Su forma de cambiar de tema fue perfecta. El joven actor puso cara de asombro, al tiempo que el señor James consultaba su reloj como por acto reflejo.

—Pensaba que el recital iba a tener lugar la semana próxima —dijo con rapidez—. Espero que así sea, pues la verdad es que ahora tengo que irme. ¡Demonios! No me había dado cuenta de lo tarde que es. Es usted la anfitriona perfecta, señora Palinode.

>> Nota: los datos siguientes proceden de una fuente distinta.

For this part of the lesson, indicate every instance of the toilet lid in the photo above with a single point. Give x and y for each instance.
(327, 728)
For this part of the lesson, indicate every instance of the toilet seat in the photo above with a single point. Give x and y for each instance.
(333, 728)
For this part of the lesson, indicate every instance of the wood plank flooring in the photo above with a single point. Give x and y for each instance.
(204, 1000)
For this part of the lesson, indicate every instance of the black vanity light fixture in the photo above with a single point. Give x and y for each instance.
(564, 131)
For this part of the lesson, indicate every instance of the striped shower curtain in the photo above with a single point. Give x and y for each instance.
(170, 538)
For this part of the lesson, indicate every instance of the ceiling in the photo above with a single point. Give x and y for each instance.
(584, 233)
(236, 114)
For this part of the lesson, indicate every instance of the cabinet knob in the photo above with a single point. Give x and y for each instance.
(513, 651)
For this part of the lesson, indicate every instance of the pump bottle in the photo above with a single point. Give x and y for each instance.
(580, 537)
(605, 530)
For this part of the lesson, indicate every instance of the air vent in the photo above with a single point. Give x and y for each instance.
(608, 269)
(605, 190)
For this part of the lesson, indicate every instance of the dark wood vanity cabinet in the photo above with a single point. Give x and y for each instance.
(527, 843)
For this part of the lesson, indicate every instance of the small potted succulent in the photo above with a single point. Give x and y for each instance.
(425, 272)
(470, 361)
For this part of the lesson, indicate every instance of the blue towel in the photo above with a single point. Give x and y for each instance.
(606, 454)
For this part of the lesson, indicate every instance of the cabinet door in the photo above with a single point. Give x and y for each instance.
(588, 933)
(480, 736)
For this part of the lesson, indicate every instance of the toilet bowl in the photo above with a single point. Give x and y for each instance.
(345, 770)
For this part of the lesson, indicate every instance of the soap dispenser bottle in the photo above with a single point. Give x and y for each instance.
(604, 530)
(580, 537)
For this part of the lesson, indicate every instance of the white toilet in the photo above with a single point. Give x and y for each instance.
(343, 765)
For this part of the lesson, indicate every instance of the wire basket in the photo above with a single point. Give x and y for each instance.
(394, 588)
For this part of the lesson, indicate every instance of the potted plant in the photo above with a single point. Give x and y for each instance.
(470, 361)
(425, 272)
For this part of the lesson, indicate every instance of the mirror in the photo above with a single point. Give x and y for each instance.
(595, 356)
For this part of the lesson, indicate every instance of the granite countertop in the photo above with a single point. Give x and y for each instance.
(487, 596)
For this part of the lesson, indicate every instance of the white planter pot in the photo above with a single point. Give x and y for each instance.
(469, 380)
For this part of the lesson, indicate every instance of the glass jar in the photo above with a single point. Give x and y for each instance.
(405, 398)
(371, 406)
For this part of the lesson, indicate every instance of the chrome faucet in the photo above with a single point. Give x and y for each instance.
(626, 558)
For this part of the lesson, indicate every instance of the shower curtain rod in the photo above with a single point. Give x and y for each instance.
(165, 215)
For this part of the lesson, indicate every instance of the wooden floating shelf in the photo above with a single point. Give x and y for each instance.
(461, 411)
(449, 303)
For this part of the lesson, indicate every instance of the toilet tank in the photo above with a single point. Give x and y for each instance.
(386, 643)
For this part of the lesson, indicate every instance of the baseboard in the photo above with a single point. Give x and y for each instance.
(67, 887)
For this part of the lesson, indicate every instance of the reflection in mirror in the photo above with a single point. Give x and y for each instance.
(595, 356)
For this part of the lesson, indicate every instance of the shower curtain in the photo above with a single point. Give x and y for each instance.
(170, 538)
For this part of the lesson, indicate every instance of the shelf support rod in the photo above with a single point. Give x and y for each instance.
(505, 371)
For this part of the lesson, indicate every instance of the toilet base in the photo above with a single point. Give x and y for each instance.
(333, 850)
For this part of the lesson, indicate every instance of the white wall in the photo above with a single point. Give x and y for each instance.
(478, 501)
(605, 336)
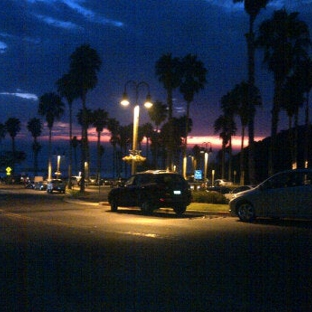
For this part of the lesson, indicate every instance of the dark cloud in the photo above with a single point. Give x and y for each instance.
(38, 36)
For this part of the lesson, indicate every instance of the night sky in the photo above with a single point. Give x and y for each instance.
(38, 36)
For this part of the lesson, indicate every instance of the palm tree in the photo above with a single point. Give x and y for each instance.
(158, 114)
(13, 127)
(226, 127)
(52, 107)
(237, 103)
(35, 126)
(253, 8)
(100, 120)
(193, 80)
(167, 70)
(67, 88)
(147, 131)
(113, 126)
(284, 40)
(84, 66)
(75, 142)
(85, 119)
(124, 140)
(292, 100)
(2, 131)
(305, 72)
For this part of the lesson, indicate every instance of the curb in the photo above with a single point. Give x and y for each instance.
(105, 203)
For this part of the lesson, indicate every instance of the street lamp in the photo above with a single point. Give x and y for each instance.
(135, 153)
(207, 152)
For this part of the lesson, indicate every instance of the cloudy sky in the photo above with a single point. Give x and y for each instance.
(38, 36)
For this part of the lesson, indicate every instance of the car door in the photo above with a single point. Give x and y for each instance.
(304, 195)
(127, 195)
(279, 196)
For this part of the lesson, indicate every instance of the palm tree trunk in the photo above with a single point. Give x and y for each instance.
(170, 120)
(70, 170)
(50, 155)
(242, 156)
(251, 102)
(274, 126)
(84, 136)
(98, 160)
(185, 143)
(307, 133)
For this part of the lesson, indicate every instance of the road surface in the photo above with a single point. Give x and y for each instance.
(65, 256)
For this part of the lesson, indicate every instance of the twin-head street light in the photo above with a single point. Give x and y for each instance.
(206, 155)
(135, 153)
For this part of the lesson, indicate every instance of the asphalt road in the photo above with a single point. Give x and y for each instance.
(64, 256)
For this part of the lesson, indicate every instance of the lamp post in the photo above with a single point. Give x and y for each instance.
(206, 157)
(135, 153)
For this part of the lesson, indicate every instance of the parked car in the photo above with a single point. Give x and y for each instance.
(56, 185)
(285, 194)
(220, 189)
(41, 185)
(238, 189)
(152, 190)
(222, 182)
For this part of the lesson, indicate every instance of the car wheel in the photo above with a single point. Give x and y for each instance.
(246, 212)
(179, 210)
(114, 206)
(147, 207)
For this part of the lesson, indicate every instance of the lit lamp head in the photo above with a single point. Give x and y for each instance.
(148, 102)
(125, 100)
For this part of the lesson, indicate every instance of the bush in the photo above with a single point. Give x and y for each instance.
(209, 197)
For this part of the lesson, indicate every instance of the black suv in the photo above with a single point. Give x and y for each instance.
(152, 190)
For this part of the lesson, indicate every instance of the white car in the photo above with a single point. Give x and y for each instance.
(238, 189)
(287, 194)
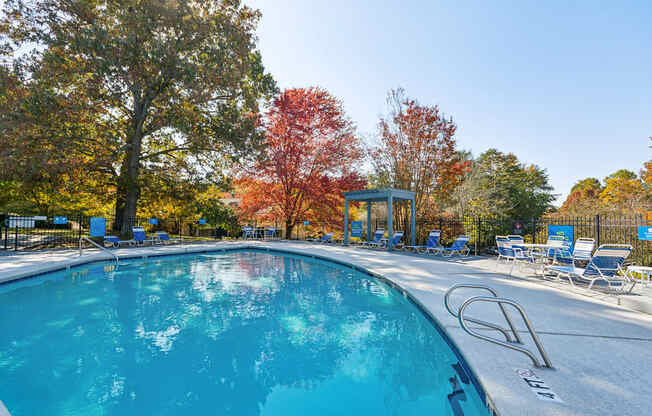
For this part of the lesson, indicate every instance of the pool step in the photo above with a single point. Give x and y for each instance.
(509, 341)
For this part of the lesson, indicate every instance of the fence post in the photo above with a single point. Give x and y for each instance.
(534, 230)
(477, 235)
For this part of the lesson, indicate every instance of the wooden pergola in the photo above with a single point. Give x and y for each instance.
(370, 196)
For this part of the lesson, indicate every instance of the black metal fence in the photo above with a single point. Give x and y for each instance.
(483, 231)
(35, 232)
(42, 232)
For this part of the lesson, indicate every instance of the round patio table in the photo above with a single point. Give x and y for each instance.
(644, 271)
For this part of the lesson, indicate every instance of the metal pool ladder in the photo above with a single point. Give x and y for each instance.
(81, 240)
(509, 341)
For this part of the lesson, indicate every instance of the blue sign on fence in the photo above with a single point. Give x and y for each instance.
(98, 227)
(59, 220)
(645, 233)
(356, 228)
(566, 231)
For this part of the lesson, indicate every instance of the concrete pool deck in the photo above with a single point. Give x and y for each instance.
(600, 350)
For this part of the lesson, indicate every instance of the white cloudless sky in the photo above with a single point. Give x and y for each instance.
(564, 85)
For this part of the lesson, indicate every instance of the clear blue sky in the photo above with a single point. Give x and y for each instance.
(564, 85)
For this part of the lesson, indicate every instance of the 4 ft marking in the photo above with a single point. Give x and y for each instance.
(538, 386)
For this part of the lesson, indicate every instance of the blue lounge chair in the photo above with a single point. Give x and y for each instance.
(510, 252)
(164, 238)
(247, 232)
(517, 242)
(605, 265)
(270, 233)
(326, 238)
(114, 241)
(432, 243)
(458, 247)
(396, 241)
(140, 238)
(582, 251)
(378, 236)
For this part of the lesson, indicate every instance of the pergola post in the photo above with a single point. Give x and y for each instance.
(390, 215)
(346, 220)
(369, 221)
(412, 220)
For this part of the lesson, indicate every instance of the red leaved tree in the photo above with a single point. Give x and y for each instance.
(310, 158)
(417, 152)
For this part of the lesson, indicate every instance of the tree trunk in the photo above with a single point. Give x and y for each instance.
(289, 226)
(132, 187)
(119, 204)
(131, 167)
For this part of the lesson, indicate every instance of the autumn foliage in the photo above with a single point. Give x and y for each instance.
(417, 152)
(311, 156)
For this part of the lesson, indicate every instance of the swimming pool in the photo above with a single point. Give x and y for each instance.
(232, 333)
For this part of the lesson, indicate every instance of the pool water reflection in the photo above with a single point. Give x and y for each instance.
(235, 333)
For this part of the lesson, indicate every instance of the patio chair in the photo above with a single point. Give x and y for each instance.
(247, 232)
(141, 238)
(605, 265)
(554, 243)
(396, 241)
(326, 238)
(458, 246)
(509, 251)
(270, 233)
(582, 251)
(431, 243)
(164, 238)
(378, 236)
(114, 241)
(517, 241)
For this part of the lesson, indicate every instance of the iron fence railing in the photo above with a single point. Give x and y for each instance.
(483, 231)
(35, 232)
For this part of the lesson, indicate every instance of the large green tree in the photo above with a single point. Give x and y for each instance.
(164, 83)
(504, 186)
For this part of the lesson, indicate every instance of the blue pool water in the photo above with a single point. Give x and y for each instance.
(234, 333)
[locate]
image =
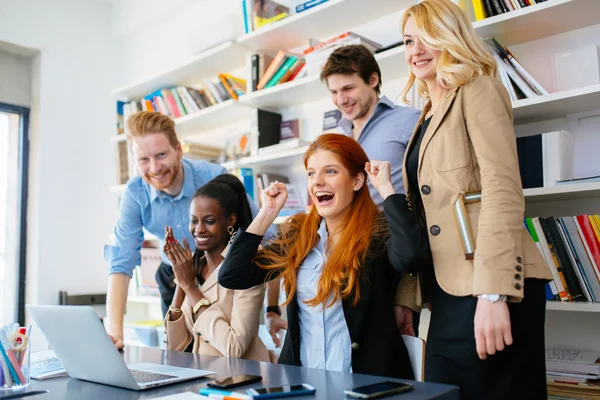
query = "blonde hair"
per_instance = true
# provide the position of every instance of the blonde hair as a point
(444, 26)
(143, 123)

La recepción ha sido espléndida. ¿Piensa venir a verme mañana? ¿O prefiere que venga yo a verla?

—Oh, por favor, venga usted… Ya sabe que soy una mujer muy perezosa —dijo, agitando su mano en una despedida graciosa y femenina. El banquero se abrió paso entre el gentío, saludando con la cabeza y haciendo guiños a diestro y siniestro.

—Todo un caballero —comentó la vieja señora distraídamente—. Pero, bueno, Adrián, no irá usted a dejarlo porque se haya marchado, ¿verdad? Como si tuviera la menor importancia. ¿Qué le parece? ¿Vamos con ello? Hay demasiada gente para recitar a Ibsen, diría yo, pero siempre puede recurrir a Romeo y Julieta. A no ser que prefiera algo más moderno.

Campion echó una mirada a su alrededor en busca de una vía de escape, y se sorprendió al encontrarse con que el médico estaba a su lado.

—Tengo entendido que fue usted quien descubrió a la persona que había estado mandándome esas cartas —dijo con voz queda, mirando a Campion a los ojos—. Me gustaría hablar con usted del asunto. Hay algo que quiero dejar claro: esa mujer no era paciente mía. Es decir, no llegué a tratarla. No estaba enferma. Como no fuera mentalmente, cosa que quizá llegué a decirle.

Siguió hablando en un murmullo que traslucía el agotamiento nervioso de quien ha estado pasándolo mal. Campion estaba a punto de apartarse cortésmente de su lado cuando Lugg apareció de improviso. No dijo palabra, sino que enarcó las cejas e hizo un gesto casi imperceptible con su grueso mentón, invitando a los dos a seguirlo. Así lo hicieron, y los tres salieron de la estancia con total discreción. Resultó que Renee los estaba esperando en el rellano. Estaba muy pálida y, nada más verlos, se les acercó y pasó los brazos por los hombros del uno y del otro, para luego conducirlos hacia las escaleras.

—Miren —dijo, haciendo lo posible por mantener un tono neutro—. Se trata de Lawrence. Ha tomado algo ahí dentro. No sé el qué, ni quién se lo ha dado… O incluso si todos los demás también lo han tomado, cosa que no quiero ni pensar. Pero será mejor que vayan ahora mismo. Yo… Oh, Albert, creo que se está muriendo.